A obra de Jung foi construída em torno do conceito de arquétipo, que percebe o indivíduo e a cultura em função do Inconsciente Coletivo. Quanto ao Inconsciente Coletivo é permeado por mitos e símbolos, que são plenamente compreendidos, pois fazem parte da psique de todos os homens, conforme a teoria junguiana.

O objetivo de Jung com seus pacientes era de auxiliar o indivíduo, no seu processo de individuação, para desenvolver todo o seu potencial humano e criativo.

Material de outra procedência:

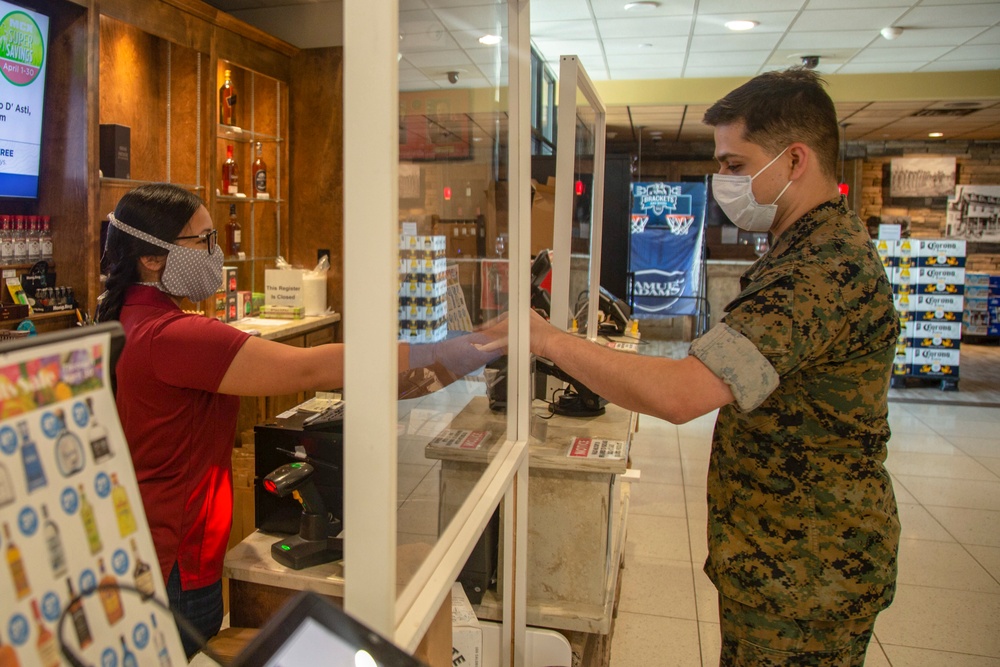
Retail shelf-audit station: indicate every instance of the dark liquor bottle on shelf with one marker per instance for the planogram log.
(227, 100)
(259, 173)
(234, 233)
(230, 174)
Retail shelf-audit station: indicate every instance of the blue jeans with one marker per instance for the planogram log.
(202, 607)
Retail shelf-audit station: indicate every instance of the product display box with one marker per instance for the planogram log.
(115, 151)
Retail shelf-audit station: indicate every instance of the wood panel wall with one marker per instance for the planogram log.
(316, 151)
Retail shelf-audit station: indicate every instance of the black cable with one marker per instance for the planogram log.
(183, 624)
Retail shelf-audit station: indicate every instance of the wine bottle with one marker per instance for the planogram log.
(142, 574)
(128, 658)
(16, 565)
(6, 486)
(234, 233)
(230, 173)
(33, 470)
(53, 544)
(123, 509)
(48, 647)
(100, 446)
(160, 644)
(8, 657)
(227, 100)
(80, 625)
(69, 449)
(259, 171)
(90, 524)
(111, 598)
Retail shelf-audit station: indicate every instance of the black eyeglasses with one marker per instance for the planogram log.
(211, 238)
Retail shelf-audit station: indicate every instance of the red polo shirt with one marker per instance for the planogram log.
(179, 430)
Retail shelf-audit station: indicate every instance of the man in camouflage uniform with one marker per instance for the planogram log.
(803, 530)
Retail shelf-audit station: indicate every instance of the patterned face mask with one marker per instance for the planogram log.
(190, 272)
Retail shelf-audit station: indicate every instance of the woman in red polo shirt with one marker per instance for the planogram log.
(180, 376)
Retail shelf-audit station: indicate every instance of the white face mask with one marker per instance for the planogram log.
(190, 272)
(735, 197)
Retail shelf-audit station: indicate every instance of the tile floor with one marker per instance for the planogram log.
(945, 463)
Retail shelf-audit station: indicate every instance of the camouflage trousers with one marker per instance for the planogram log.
(755, 638)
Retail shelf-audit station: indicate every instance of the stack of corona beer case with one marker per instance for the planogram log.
(928, 279)
(423, 289)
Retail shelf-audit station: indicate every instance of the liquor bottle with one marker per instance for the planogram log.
(142, 574)
(16, 565)
(227, 100)
(80, 625)
(48, 647)
(20, 240)
(230, 173)
(160, 644)
(6, 240)
(69, 449)
(6, 486)
(33, 470)
(45, 238)
(128, 658)
(111, 598)
(8, 657)
(234, 233)
(90, 524)
(123, 510)
(34, 242)
(259, 172)
(100, 446)
(53, 544)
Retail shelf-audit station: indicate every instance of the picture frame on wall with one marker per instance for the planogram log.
(922, 176)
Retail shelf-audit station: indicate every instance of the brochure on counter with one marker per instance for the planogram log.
(71, 516)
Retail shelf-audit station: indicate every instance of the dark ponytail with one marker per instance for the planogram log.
(159, 209)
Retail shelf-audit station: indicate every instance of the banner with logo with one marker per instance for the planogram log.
(667, 236)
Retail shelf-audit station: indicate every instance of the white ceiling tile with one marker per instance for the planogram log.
(634, 46)
(991, 36)
(964, 15)
(563, 30)
(988, 53)
(743, 42)
(846, 19)
(645, 28)
(841, 39)
(714, 24)
(558, 10)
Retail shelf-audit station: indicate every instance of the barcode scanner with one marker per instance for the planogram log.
(317, 541)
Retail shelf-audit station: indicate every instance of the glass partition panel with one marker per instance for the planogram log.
(453, 267)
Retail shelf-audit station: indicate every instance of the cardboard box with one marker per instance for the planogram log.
(466, 633)
(115, 151)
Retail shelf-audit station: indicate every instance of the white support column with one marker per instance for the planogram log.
(371, 241)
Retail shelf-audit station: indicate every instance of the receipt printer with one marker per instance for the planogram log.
(276, 445)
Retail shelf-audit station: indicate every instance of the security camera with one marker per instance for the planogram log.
(810, 62)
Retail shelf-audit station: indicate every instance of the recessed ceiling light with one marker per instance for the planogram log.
(641, 6)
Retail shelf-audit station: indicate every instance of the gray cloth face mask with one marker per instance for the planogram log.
(190, 272)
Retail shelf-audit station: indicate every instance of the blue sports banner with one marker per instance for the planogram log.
(667, 233)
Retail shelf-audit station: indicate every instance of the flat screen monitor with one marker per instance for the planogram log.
(24, 48)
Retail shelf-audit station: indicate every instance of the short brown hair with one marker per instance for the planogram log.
(782, 107)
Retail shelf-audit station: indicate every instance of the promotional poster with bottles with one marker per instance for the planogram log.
(71, 518)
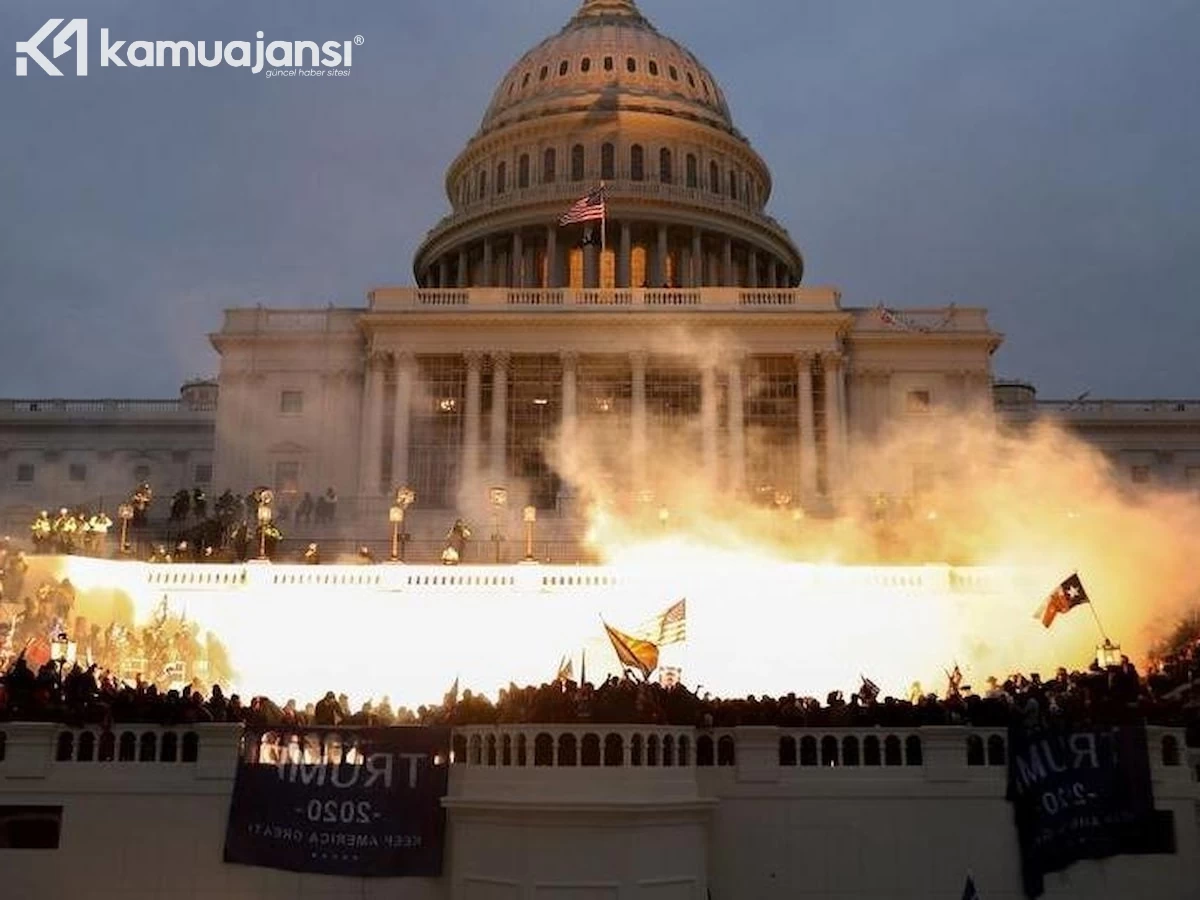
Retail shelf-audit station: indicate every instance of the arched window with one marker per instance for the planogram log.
(787, 751)
(996, 755)
(589, 750)
(613, 750)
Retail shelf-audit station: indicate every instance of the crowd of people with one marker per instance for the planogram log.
(195, 531)
(1168, 694)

Ele criou o método de associação de palavras e ao observar quais palavras indutoras despertavam reações emocionais no paciente o processo visava descobrir qual o conteúdo emocional e inconsciente que estava afetando o paciente. Com o resultado de suas pesquisas formulou a teoria dos complexos. (Mednicoff, 2008, p. 27)

Embora Jung não tenha se utilizado de técnicas corporais em seus atendimentos clínicos, obteve, da observação de alterações nas reações fisiológicas frente a determinados estímulos, a base para alguns de seus principais conceitos, entre eles o de complexo.

Jung acreditava que não era somente a psique que sofria, nem somente o corpo, mas o indivíduo como um todo e a própria formação do ego, centro da consciência, que é posterior à formação do que se denomina ego corporal.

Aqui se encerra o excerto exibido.